Lihat tabel berikut :

Index Fokus Riset Hyundai Toyota Honda
Kualitas tinggi
Initial Quality Study JD Power No. 3 No. 4 No.6
Konsumen yg mau membeli
Calon pembeli yg mempertimbangkan
merek tsb (2006) 23% 65 % 50%

Padahal Hyundai sudah melakukan berbagai kiat untuk menarik pembeli seperti : menarik Steve Wilhite mantan SVP Global Marketing Nissan dan Volkswagen dan Apple Computer Inc. Model-model terbaru banyak dikeluarkan dengan kualitas dan desain yg luar biasa bagusnya plus aneka diskon, naumn stok barang terus menumpuk di gudang.

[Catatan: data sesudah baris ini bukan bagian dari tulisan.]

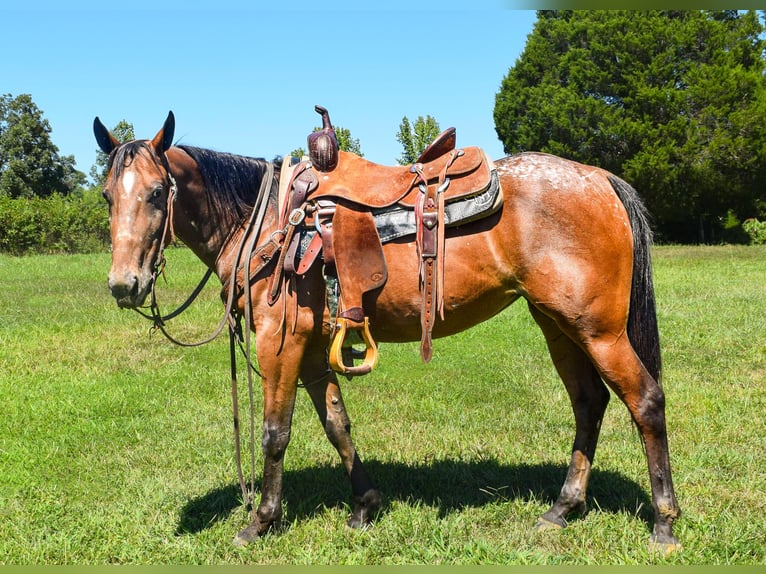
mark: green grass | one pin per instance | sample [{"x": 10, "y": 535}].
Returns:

Dalam suatu riset oleh biro iklan Goodby, Silverstein & Partner terhadap 200 responden penguji diperkenalkan mobil crossover Veracruz tanpa logo Hyundai. Pengujian dilakukan dengan teliti. 71% mengatakan bahwa mereka tidak ragu untuk membelinya. Namun saat logo Hyundai dipasang, angka tersebut menciut menjadi 52%. Dalam penelitian yg sama, logo Toyota justru melejitkan niat membeli mencapai 90%.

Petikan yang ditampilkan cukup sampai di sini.